Nevertheless, this is news that will have the chancellor's heart (if George Osborne has one) aflutter and raise alarm in the City, but the average person will shrug over and carry on with their day. And you know what, the average person would be right.

These are the ratings agencies, after all, that completely failed to spot the 2008 global economic crash and, more amusingly given their pronouncements from on-high about the creditworthiness of the Eurozone economies, the Greek debt crisis. As the brilliant Aditya Chakrabortty pointed out recently, Moody's report on Greece in December 2009, six months before the country had to be bailed out by their Eurozone partners to the tune of $147bn, was entitled "Investor fears over Greek government liquidity misplaced." In other words: everything fine here, nothing to see.

The stark fact is that global finance has reached the stage where it is simply too complex to be properly comprehended. As screenwriter William Goldman said of Hollywood: "Nobody knows anything.”

And don't just take my rabidly liberal, frothing-at-the-mouth word for it. Watch this clip, for example, from Inside Job, Charles Ferguson's outstanding documentary about the economic crash. Asked why they had given a AAA rating to bundles of extremely risky sub-prime mortgage debt, the heads of the credit rating agencies lined up to tell a Congress inquiry that, in the words of Moody's CEO Raymond McDaniel, their ratings "are just opinions."

Nevertheless, these undemocratic purveyors of "opinion" are being invited into the heart of our public life.
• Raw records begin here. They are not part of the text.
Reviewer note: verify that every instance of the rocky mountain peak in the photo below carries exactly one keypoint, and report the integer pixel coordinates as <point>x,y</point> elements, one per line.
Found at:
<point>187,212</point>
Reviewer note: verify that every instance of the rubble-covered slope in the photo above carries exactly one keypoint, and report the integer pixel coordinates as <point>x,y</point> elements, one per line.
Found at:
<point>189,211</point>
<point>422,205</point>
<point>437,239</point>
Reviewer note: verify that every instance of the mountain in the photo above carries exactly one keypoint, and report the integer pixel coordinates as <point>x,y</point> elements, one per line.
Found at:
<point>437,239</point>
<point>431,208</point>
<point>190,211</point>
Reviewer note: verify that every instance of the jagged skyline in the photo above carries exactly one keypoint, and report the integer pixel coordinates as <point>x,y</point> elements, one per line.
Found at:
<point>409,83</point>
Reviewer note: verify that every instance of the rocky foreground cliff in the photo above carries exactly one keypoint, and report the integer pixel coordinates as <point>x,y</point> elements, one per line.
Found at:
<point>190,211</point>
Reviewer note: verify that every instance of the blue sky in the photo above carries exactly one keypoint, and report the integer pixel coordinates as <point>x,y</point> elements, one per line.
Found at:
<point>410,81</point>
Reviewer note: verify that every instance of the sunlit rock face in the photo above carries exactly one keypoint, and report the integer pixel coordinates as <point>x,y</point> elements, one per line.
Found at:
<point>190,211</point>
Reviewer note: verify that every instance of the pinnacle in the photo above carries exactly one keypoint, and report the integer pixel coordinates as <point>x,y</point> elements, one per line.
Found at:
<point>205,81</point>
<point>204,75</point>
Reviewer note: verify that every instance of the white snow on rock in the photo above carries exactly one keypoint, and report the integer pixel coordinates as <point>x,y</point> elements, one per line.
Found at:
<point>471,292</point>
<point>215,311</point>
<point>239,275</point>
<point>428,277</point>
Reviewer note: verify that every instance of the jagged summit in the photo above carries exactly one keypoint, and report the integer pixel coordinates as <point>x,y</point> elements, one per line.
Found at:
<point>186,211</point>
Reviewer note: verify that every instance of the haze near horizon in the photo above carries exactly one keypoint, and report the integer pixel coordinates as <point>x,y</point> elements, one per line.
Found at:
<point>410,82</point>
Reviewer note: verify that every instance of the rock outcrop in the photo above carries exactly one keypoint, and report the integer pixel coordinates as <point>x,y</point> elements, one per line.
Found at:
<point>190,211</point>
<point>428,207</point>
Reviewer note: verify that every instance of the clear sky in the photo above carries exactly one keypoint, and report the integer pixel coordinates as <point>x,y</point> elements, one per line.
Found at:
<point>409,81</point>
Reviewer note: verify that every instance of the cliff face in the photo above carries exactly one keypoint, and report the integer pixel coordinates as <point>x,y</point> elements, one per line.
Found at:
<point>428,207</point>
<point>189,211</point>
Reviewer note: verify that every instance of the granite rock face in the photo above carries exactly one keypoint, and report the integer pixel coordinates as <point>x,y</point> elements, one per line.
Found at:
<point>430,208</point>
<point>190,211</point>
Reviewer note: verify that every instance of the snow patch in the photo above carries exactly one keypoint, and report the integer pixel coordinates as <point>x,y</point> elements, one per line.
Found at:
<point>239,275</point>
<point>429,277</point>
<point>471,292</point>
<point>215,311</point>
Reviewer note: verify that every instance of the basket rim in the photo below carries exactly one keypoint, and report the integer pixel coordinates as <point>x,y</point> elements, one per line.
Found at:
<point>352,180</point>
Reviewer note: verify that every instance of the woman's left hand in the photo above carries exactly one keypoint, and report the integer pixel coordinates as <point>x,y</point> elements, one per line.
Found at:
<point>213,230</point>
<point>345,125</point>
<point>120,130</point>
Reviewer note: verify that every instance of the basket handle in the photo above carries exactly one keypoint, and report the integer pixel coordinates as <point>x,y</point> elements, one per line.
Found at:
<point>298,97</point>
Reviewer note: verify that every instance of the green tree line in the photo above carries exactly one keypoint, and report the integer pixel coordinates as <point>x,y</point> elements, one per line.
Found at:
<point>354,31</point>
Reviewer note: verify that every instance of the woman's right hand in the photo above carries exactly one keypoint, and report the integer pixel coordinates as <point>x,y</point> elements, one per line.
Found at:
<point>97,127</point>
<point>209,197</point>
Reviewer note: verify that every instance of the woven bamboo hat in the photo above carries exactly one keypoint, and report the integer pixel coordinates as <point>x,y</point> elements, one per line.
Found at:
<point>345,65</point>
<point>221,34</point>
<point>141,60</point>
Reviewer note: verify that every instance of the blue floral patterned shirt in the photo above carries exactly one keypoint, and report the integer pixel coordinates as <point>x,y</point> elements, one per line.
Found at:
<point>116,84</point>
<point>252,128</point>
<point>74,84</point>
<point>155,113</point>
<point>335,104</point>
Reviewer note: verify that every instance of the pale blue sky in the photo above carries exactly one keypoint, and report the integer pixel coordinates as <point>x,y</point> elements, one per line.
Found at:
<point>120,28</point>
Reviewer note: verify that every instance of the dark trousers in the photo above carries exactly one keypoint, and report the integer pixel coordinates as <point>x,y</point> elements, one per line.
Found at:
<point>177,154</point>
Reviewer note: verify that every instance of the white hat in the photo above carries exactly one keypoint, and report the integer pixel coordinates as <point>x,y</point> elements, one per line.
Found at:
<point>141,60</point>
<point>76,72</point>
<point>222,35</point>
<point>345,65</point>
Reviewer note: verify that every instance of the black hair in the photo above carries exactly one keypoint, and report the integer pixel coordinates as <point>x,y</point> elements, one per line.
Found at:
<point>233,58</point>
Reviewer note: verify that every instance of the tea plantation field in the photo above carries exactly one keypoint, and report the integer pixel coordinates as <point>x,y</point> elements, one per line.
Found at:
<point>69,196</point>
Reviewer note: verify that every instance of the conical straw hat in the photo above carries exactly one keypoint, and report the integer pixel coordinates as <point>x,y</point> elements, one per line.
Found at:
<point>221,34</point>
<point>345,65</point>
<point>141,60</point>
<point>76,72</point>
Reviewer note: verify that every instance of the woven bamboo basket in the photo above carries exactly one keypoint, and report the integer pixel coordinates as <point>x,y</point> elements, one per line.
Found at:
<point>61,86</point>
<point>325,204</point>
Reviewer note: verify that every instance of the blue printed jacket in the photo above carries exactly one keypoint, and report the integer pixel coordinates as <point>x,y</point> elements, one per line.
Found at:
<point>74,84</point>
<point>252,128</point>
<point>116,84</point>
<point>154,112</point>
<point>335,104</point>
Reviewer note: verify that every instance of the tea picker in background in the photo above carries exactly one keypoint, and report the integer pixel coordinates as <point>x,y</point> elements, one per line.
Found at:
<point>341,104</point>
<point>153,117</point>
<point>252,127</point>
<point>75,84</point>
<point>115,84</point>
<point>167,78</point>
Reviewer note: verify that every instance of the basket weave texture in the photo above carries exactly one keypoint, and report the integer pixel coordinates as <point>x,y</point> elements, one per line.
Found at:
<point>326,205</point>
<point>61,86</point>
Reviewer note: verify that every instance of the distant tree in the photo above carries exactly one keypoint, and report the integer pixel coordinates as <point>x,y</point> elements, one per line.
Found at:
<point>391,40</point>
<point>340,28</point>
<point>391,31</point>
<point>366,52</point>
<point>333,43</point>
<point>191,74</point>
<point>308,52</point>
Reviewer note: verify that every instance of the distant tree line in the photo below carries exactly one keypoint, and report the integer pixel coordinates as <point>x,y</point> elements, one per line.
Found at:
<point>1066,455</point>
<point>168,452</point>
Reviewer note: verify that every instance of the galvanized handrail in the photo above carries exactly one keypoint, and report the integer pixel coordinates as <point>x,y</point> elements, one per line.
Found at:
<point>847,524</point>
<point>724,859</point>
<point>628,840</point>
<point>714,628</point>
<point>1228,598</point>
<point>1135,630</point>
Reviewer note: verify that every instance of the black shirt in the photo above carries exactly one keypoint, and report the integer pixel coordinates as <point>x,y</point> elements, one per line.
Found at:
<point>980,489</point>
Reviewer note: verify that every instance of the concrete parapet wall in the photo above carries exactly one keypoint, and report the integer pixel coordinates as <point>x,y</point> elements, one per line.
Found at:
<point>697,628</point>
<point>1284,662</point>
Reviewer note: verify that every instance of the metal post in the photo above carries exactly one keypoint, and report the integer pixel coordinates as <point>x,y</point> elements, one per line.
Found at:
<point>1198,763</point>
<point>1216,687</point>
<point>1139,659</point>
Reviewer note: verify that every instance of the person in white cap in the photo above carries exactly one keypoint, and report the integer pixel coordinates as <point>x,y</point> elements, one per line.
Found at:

Only recently the NHS regulator Monitor floated the plan to scrap the current assessment system that rates NHS providers (hospitals, ambulance services etc.) on clinical quality and instead use the rating agencies to grade their "financial strength" - with those achieving a low grade liable to lose their contract to operate in the NHS.

The mind well and truly boggles. Chancellor Osborne's office is somehow trying to spin the Moody's report as a validation of his austerity measures (you can read BBC Economic's Editor Stephanie Flanders excellent editorial here), since the Moody's report suggests that the downgrade might go ahead if the UK eases up on the cuts.

But should the credit rating agencies, who are accountable to no-one and have shown time and again that there predictions are basically just a stab in the dark, have this level of influence over government policy? We complain about EU law violating British sovereignty, but the credit ratings agencies exert a far greater sway over national governments than Brussels.

Maybe there is hope though. Last summer Standard and Poor downgraded the US's triple-A rating, to which the market's response was largely: So what? It's time for governments and policymakers to stop running scared.